On 30.01.25 10:40, Simona Vetter wrote:
On Thu, Jan 30, 2025 at 05:11:49PM +1100, Alistair Popple wrote:
On Wed, Jan 29, 2025 at 12:54:02PM +0100, David Hildenbrand wrote:
We require a writable PTE and only support anonymous folio: we can only
have exactly one PTE pointing at that page, which we can just lookup
using a folio walk, avoiding the rmap walk and the anon VMA lock.
So let's stop doing an rmap walk and perform a folio walk instead, so we
can easily just modify a single PTE and avoid relying on rmap/mapcounts.
We now effectively work on a single PTE instead of multiple PTEs of
a large folio, allowing for conversion of individual PTEs from
non-exclusive to device-exclusive -- note that the other way always
worked on single PTEs.
We can drop the MMU_NOTIFY_EXCLUSIVE MMU notifier call and document why
that is not required: GUP will already take care of the
MMU_NOTIFY_EXCLUSIVE call if required (there is already a device-exclusive
entry) when not finding a present PTE and having to trigger a fault and
ending up in remove_device_exclusive_entry().
I will have to look at this a bit more closely tomorrow but this doesn't seem
right to me. We may be transitioning from a present PTE (ie. a writable
anonymous mapping) to a non-present PTE (ie. a device-exclusive entry) and
therefore any secondary processors (eg. other GPUs, iommus, etc.) will need to
update their copies of the PTE. So I think the notifier call is needed.
I guess this is a question of semantics we want, for multiple gpus do we
require that device-exclusive also excludes other gpus or not. I'm leaning
towards agreeing with you here.
See my reply, it's also relevant for non-device, such as KVM. So it's
the right thing to do.
Note that the PTE is
always writable, and we can always create a writable-device-exclusive
entry.
With this change, device-exclusive is fully compatible with THPs /
large folios. We still require PMD-sized THPs to get PTE-mapped, and
supporting PMD-mapped THP (without the PTE-remapping) is a different
endeavour that might not be worth it at this point.
I'm not sure we actually want hugepages for device exclusive, since it has
an impact on what's allowed and what not. If we only ever do 4k entries
then userspace can assume that as long atomics are separated by a 4k page
there's no issue when both the gpu and cpu hammer on them.
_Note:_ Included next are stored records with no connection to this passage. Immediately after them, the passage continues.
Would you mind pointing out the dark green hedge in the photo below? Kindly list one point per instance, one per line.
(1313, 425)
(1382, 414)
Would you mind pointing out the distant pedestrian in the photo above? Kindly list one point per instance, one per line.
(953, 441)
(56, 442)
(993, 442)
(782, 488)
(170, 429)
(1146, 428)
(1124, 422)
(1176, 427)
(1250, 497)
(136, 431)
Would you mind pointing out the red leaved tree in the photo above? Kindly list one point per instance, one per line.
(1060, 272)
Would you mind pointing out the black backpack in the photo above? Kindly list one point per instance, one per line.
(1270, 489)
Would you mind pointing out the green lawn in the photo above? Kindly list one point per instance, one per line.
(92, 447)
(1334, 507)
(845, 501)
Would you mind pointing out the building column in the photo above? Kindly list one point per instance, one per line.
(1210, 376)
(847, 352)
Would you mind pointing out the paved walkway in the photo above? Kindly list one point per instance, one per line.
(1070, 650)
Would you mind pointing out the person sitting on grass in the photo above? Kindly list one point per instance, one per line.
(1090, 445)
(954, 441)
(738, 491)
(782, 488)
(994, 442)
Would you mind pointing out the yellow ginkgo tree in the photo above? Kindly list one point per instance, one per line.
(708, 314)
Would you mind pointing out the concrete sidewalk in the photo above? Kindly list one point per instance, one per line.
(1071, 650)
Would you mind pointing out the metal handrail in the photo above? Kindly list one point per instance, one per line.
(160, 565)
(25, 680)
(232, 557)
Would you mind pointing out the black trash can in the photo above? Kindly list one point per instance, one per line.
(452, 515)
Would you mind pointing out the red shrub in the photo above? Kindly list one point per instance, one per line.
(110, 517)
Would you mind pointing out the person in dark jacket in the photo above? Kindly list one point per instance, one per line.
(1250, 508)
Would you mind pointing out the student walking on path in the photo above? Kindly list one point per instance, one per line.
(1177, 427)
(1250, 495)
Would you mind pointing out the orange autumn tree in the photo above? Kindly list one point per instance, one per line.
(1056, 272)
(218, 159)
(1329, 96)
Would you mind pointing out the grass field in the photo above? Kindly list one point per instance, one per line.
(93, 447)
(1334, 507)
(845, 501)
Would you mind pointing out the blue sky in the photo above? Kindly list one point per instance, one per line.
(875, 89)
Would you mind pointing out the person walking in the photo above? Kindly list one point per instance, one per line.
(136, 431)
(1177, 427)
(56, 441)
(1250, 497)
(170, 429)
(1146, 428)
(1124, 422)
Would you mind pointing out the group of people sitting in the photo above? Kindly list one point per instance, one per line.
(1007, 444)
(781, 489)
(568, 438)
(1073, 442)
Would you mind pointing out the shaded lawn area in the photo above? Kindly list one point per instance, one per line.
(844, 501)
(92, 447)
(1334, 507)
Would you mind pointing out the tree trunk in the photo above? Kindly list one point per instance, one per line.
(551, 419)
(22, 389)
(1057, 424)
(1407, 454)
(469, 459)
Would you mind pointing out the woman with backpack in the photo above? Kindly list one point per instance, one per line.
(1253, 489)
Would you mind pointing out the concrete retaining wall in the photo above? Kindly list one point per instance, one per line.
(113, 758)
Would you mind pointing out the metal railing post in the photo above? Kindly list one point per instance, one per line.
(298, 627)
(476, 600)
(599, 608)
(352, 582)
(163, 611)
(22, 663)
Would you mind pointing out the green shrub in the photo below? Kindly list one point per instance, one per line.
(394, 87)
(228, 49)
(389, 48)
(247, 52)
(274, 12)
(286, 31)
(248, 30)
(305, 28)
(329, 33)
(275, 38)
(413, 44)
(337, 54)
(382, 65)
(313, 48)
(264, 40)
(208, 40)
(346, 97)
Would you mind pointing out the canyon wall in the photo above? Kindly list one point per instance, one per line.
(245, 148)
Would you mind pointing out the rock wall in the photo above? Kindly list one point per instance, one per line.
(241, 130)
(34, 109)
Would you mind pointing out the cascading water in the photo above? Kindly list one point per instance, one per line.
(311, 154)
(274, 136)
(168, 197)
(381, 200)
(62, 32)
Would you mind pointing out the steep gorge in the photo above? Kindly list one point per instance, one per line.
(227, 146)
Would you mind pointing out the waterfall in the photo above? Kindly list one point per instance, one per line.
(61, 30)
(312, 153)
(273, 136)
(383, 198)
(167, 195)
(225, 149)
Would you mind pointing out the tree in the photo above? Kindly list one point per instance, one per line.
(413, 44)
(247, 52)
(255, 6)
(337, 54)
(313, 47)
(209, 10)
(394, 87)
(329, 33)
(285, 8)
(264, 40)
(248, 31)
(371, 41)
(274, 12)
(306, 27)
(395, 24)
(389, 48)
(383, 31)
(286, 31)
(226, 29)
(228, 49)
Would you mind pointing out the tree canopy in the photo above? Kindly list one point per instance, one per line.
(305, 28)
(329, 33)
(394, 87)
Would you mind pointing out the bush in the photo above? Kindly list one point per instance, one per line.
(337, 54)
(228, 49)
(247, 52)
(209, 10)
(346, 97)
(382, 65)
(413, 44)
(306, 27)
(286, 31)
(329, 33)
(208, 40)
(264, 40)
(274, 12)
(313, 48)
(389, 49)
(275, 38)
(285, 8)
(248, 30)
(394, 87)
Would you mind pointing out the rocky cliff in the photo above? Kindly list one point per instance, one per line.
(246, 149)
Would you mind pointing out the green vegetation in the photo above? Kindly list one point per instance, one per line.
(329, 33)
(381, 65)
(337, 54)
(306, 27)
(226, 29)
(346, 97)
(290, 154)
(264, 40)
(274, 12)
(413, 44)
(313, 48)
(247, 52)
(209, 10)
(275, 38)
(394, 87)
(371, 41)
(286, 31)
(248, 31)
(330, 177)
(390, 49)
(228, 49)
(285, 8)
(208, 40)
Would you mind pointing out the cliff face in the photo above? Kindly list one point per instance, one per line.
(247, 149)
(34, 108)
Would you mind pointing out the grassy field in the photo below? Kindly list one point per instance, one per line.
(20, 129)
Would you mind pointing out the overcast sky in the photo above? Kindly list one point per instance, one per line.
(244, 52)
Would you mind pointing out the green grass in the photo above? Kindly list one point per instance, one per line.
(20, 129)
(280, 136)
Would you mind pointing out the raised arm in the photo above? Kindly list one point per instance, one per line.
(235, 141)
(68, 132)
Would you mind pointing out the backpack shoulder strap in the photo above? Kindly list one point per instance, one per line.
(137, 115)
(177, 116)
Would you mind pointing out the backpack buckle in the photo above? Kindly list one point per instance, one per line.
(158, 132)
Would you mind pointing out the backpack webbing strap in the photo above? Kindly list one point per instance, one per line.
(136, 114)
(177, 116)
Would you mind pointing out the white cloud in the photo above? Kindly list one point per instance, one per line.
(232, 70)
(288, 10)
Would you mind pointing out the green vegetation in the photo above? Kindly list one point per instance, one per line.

If we try to
keep thp entries then suddenly a workload that worked before will result
in endless ping-pong between gpu and cpu because the separate atomic
counters (or whatever) now all sit in the same 2m page.
Agreed. And the conversion + mapping into the device gets trickier.
So going with thp might result in userspace having to spread out atomics
even more, which is just wasting memory and not saving any tlb entries
since often you don't need that many.
tldr; I think not supporting thp entries for device exclusive is a
feature, not a bug.
So, you agree with my "different endeavour that might not be worth it"
statement?
--
Cheers,
David / dhildenb